'We now have an outbreak': 9 cases of measles confirmed in Vancouver
Steven Murray and Kendra Mangione, CTV News Vancouver
Published Friday, February 15, 2019 10:03AM PST
Last Updated Monday, February 18, 2019 6:50PM PST
Editor's note: Initially, Vancouver Coastal Health said there were eight cases. They were not, however, counting a ninth case identified earlier this year and not related to the cases. This article has been updated to reflect that there are nine known cases this year.
Vancouver health officials have identified nine cases of measles in the city in recent weeks.
Speaking at a news conference Friday afternoon, Vancouver Coastal Health's Dr. Althea Hayden said it was determined that all cases are associated with a single school.
"We now have an outbreak," she said.
Hayden said patients include staff, students and family members affiliated with École Jules-Verne, a French-language secondary school.
"We have determined that measles was brought in to this community through travel outside of North America, and it is unrelated to the case that was reported earlier this month in a gentleman who had returned from the Philippines," Hayden said.
She said local health officials have been trying to notify those who may have been exposed to the highly contagious virus, but they have not been able to reach everyone.
Hayden said anyone who develops symptoms and was at the BC Children's Hospital emergency room during the following times is asked to contact their health provider:
- Jan. 21 from 10 a.m. to 6:10 p.m.
- Jan. 23 from 4:45 p.m. to 11:10 p.m.
- Jan. 24 from 8:13 a.m. to 11:40 a.m.
- Feb. 1 from 2 p.m. to 6:55 p.m.
Fortunately, most people in B.C. are immune to measles, and are unlikely to have gotten sick as a result of this exposure, but the virus does spread easily.
- Read more: What you need to know about measles
It can linger in the air for hours after an infected patient has left the room, and can also be spread through sharing food and drinks.
Symptoms start with a fever, cough, runny nose and watery eyes. These symptoms develop between seven to 21 days after exposure.
Concerns about other schools
Over the last two days, public health officials hosted vaccination clinics at Jules-Verne for parents, students and staff concerned about possible exposure.
"This was for people who had already had the shots and just wanted to have an update, or weren't sure if they had both shots," said the school district's health and safety co-ordinator Karine Boily.
"It wasn't that busy. I think most people have received the shots so they are already immunized, but some families did come just in case."
A parent visiting the clinic Friday was happy with the school's response: "You always worry about that, but we did everything we could, and the school is doing as much as they can.
Another measles case has since been confirmed at École Anna‐Hébert Elementary. In a letter sent to parents on Thursday, VCH said students and staff at that school may have been exposed on Jan. 25.
VCH also said Friday that there is one suspected case at Ecole Rose-Des-Vents.
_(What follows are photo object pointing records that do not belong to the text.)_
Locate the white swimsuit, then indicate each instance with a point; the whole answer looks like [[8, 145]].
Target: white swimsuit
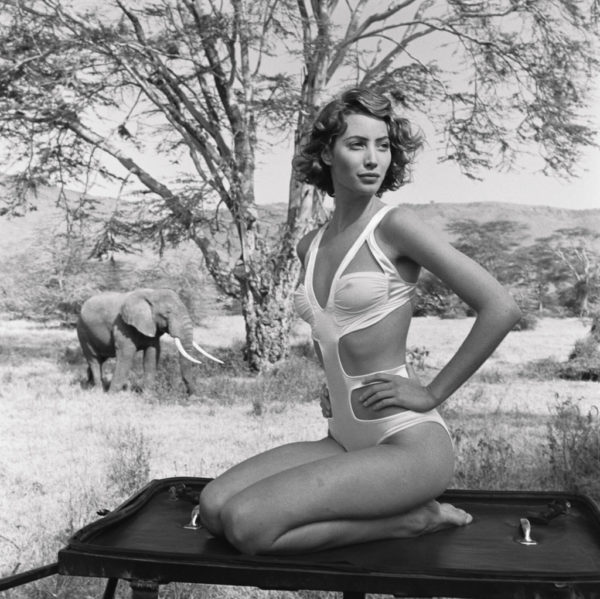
[[356, 300]]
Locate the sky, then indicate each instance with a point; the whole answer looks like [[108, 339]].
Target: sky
[[434, 182]]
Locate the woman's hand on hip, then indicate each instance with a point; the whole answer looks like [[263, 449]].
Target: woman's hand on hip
[[383, 390]]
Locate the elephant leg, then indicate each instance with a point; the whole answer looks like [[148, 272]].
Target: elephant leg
[[122, 368], [187, 374], [151, 357], [94, 372]]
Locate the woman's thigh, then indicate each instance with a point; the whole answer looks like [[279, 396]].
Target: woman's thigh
[[378, 482], [253, 470]]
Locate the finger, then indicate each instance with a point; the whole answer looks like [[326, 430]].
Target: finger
[[370, 390], [378, 377], [377, 397]]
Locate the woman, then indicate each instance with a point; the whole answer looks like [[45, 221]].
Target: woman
[[388, 453]]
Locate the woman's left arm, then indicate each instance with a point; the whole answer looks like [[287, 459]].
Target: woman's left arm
[[496, 310]]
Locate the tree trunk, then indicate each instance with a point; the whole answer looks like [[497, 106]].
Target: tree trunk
[[268, 288]]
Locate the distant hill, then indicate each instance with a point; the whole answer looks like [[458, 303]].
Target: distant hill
[[540, 221], [16, 233]]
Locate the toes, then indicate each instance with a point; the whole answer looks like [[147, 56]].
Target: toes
[[454, 516]]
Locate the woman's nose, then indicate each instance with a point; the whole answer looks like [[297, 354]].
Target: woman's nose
[[370, 157]]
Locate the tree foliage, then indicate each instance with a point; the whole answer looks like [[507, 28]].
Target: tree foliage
[[91, 94]]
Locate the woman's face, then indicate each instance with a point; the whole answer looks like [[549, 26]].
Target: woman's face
[[360, 157]]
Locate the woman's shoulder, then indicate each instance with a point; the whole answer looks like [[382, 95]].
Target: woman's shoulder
[[304, 244], [402, 220]]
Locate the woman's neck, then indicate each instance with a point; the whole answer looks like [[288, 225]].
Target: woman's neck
[[347, 213]]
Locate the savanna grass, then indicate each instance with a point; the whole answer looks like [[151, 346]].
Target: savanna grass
[[68, 452]]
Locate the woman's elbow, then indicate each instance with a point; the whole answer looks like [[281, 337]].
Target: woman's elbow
[[511, 312]]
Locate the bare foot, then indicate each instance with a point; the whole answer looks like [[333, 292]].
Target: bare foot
[[431, 517]]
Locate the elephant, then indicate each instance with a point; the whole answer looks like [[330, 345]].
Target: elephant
[[121, 324]]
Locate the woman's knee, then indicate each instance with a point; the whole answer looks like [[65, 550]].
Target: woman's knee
[[212, 500], [244, 528]]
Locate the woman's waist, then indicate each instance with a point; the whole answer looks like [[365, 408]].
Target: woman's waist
[[345, 392]]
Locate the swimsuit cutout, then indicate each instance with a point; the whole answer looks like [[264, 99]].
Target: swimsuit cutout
[[356, 300]]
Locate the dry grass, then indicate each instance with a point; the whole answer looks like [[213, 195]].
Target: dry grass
[[67, 452]]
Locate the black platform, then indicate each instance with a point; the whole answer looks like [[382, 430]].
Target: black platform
[[145, 542]]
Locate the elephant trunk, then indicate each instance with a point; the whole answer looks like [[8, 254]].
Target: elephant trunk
[[183, 333]]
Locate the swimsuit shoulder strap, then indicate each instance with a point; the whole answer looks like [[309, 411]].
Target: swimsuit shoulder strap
[[364, 235]]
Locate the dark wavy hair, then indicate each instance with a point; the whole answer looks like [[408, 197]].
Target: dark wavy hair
[[330, 123]]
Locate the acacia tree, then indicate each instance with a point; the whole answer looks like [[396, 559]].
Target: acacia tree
[[199, 81], [576, 266], [490, 243]]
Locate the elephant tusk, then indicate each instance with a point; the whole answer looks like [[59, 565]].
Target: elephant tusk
[[203, 351], [182, 351]]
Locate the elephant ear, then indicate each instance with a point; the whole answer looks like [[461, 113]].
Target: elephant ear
[[137, 312]]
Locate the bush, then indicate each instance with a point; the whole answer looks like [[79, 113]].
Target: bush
[[527, 322], [573, 449], [483, 462], [542, 370], [584, 361]]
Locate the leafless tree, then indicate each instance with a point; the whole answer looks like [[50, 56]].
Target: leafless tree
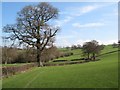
[[32, 27]]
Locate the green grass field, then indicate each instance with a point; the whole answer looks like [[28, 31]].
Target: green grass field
[[98, 74]]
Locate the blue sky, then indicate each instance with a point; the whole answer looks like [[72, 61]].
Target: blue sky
[[79, 21]]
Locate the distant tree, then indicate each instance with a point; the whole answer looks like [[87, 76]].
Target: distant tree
[[32, 27], [93, 48]]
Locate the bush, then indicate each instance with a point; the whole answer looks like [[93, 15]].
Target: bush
[[12, 70]]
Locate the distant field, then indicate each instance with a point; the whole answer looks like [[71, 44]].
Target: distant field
[[16, 64], [99, 74]]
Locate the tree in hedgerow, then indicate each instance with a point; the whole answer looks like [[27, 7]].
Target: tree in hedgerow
[[32, 27], [92, 48]]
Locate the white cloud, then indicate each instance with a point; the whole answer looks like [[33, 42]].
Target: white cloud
[[88, 25], [64, 21], [78, 11]]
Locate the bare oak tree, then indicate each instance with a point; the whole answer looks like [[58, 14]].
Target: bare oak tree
[[32, 27]]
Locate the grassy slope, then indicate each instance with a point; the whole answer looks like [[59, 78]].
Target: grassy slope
[[103, 73]]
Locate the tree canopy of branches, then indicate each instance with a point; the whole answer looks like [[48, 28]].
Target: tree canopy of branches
[[93, 48], [32, 27]]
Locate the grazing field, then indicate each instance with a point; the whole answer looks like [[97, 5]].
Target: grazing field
[[98, 74]]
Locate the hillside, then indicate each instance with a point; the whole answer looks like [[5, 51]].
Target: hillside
[[99, 74]]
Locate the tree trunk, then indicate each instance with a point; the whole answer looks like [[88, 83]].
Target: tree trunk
[[40, 64], [88, 56], [94, 56]]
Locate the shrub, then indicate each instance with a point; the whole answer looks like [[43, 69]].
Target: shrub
[[12, 70]]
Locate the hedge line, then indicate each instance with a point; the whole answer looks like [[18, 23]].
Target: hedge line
[[12, 70]]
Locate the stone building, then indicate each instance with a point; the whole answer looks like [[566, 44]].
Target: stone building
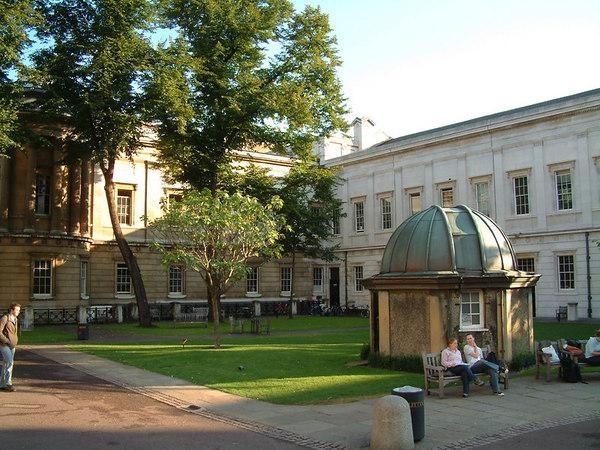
[[56, 242], [534, 170], [448, 272]]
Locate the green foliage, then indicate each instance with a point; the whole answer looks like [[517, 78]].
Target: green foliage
[[16, 18], [89, 70], [409, 363], [241, 75], [216, 234], [522, 361]]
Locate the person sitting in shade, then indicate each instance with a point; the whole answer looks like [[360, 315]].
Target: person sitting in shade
[[592, 350], [474, 357], [452, 361]]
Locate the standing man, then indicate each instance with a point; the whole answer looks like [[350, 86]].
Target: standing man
[[8, 343], [475, 360]]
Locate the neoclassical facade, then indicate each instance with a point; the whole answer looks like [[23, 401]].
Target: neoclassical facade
[[56, 242], [534, 170]]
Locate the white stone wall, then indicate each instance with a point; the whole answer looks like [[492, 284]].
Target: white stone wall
[[533, 141]]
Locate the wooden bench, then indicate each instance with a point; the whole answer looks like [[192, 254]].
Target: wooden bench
[[434, 372], [198, 315], [543, 359]]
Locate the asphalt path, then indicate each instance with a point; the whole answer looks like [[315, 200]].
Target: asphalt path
[[58, 407]]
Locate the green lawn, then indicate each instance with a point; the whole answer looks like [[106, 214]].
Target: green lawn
[[285, 369], [304, 361]]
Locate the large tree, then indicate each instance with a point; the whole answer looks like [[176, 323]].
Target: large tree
[[238, 75], [215, 234], [16, 16], [89, 72], [310, 206]]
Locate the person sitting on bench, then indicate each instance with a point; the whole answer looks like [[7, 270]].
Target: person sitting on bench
[[592, 350], [452, 361], [475, 360]]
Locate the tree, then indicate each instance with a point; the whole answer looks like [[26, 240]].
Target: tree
[[310, 207], [16, 16], [215, 234], [242, 74], [89, 73]]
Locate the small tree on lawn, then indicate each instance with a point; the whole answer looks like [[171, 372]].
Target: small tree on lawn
[[309, 206], [215, 234], [89, 71]]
“This is a developing situation for VCH as we are collecting information from people including parents and kids from the affected schools,” the health authority said in a statement.
VCH is asking parents to call the public health line at 604-675-3900 to speak with a nurse if they think their child may have had the measles in the last three weeks.
Should vaccines be mandatory for students?
"My message today is clear. Get vaccinated. There's no excuse not to be vaccinated," B.C. Health Minister Adrian Dix said Friday.
But he skirted the question of whether vaccines should be mandatory for students who attend public schools - the subject of a petition that has now surpassed 10,000 signatures.
The province's top doctor said she's not in favour of mandatory vaccines, but there is one change she would like to see.
"What I do think would be helpful for a variety of reasons is to have mandatory reporting of students' immunization status at entry to schools but also in daycares," Provincial Health Officer Bonnie Henry said in a phone interview.
"That's an opportunity for us to connect with them, with children whose immunizations are not up to date, to inform parents and to work with them."
It's a model she said she's seen work in other parts of the country and around the world.
"That has been shown to be effective in bringing up immunization rates and then protection of all children," Henry said.
She said making immunizations themselves mandatory can provoke people who are anti-vaccine, but an opportunity for education has been valuable elsewhere.
What to do if you think you have measles
Boily said most students are immunized, but because of how easily the virus can spread, there were concerns it may spread.
Her advice to those worried about contacting measles is simple: "We remind everybody to wash their hands… if they feel sick, to connect with their physicians."
While most people in Canada have been protected through vaccination, those who haven’t been immunized or need a measles shot can get vaccinated for free at City Centre Urgent Primary Care Centre.
Family doctors and pharmacies may also offer the vaccine, but anyone who thinks they've been exposed is asked to call ahead before visiting an office or clinic.